Sebagaimana diketahui, pemberian asuransi nelayan merupakan amanat dari Undang Undang Nomor 7 Tahun 2016 tentang Perlindungan Nelayan. Negara wajib menganggarkan dana untuk asuransi jiwa nelayan.

Disebutkannya, jumlah nelayan keseluruhan di Sumut saat ini mencapai 252 ribu orang khusus mata pencahariannya menangkap ikan di laut dengan mengunakan fasilitas berbagai jenis armada tangkap.

“Jumlah nelayan di Sumut mencapai 252 ribu jiwa dan tingkat kesejahteraan mereka umumnya masih relatif rendah.

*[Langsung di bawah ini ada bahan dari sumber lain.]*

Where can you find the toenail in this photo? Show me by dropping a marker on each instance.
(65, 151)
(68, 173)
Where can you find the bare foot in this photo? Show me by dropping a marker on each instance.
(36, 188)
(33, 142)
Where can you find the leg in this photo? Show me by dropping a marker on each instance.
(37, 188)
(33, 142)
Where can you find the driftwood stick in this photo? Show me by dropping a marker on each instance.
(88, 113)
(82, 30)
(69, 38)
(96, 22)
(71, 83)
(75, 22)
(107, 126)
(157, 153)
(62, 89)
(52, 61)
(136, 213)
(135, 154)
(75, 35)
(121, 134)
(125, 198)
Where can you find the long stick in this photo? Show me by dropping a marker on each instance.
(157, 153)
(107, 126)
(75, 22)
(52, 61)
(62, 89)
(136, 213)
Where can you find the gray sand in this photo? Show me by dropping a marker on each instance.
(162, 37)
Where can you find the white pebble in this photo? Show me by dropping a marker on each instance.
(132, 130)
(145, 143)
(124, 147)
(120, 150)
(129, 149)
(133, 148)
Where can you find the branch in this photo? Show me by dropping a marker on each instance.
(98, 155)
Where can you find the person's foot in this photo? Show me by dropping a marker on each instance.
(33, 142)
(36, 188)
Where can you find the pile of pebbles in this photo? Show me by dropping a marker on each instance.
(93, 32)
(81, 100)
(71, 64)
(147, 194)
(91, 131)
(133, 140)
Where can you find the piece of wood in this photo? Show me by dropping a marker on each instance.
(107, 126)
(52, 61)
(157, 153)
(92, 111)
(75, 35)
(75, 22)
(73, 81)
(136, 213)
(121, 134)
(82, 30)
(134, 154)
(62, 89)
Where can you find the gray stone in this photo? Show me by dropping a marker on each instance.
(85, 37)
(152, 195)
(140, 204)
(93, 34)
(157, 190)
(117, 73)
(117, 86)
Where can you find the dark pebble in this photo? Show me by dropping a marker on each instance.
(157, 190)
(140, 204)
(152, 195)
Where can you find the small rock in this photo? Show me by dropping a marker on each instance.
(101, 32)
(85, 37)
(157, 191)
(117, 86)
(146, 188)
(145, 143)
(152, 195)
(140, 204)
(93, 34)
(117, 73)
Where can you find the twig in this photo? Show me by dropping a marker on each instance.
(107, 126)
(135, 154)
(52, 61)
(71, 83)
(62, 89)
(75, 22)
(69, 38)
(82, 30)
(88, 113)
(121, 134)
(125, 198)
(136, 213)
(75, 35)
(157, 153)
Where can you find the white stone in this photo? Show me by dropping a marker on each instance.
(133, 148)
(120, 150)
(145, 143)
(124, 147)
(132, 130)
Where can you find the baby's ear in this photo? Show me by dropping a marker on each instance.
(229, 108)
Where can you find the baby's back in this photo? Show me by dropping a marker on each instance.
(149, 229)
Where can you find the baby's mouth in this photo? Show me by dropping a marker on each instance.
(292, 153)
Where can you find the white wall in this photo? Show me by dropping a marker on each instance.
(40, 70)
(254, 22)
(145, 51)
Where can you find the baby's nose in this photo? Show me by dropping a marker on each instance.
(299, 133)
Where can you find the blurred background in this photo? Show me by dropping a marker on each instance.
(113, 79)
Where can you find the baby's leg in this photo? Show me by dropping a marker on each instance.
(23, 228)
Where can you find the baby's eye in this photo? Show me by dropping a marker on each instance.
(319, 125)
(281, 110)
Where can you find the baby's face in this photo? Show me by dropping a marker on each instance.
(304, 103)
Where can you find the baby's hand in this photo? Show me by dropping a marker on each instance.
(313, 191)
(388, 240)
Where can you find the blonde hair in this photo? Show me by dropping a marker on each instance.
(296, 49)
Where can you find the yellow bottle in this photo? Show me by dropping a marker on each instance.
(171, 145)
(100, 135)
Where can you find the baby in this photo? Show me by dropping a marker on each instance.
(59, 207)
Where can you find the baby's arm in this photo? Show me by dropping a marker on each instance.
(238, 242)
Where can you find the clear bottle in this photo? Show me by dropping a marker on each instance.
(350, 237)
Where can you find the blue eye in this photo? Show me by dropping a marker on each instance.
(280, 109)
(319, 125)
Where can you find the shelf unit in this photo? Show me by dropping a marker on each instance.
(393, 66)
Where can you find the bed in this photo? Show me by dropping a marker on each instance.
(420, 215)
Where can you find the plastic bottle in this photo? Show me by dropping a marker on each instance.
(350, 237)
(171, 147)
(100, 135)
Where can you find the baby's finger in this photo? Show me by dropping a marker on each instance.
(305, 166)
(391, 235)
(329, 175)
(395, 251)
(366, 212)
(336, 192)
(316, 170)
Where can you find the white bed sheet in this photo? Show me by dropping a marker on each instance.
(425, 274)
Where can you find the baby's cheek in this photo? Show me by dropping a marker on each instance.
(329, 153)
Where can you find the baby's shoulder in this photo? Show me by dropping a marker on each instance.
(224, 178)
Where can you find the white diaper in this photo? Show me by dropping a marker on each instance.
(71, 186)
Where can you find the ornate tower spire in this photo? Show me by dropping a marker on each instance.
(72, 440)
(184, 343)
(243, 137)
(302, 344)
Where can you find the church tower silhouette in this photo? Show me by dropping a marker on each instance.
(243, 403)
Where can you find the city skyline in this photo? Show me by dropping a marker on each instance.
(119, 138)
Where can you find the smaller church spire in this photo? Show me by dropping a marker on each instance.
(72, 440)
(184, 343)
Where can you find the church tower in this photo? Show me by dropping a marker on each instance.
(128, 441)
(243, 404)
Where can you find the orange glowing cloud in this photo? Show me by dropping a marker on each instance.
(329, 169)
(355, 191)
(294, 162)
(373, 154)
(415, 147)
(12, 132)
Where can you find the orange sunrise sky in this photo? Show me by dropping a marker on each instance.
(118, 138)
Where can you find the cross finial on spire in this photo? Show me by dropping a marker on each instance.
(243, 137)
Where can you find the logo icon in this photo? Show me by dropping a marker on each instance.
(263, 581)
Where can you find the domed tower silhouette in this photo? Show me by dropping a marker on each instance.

Oleh arena itu, saya menaruh harapan kepada pengurus DPW PNTI Sumut dan DPD PNTI Kabupaten/Kota untuk segera menyusun program kerja yang baik dan terukur serta dapat bekerjasama dengan Pemerintah Provinsi Sumut,” kata Gubernur.

Dia juga berharap PNTI dapat membantu untuk mensosialisasikan peraturan dan program pemerintah, seperti pemberantasan pencurian ikan oleh nelayam asing (illegal Fishing), penggunaan alat tangkap yang ramah lingkungan dan sosialisasi kartu nelayan Paten.

Berdasarkan geografis, kata Err, Sumut memiliki potensi perikanan tangkap hingga mencapai 1,7 juta ton per tahun.

“Kondisi ini menjadikan Sumut kaya sumber daya ikan yang harus dikelola dengan cara yang bijaksana, yaitu menggunakan alat tangkap yang ramah agar dapat diwariskan kepada generasi mendatang,” ucapnya.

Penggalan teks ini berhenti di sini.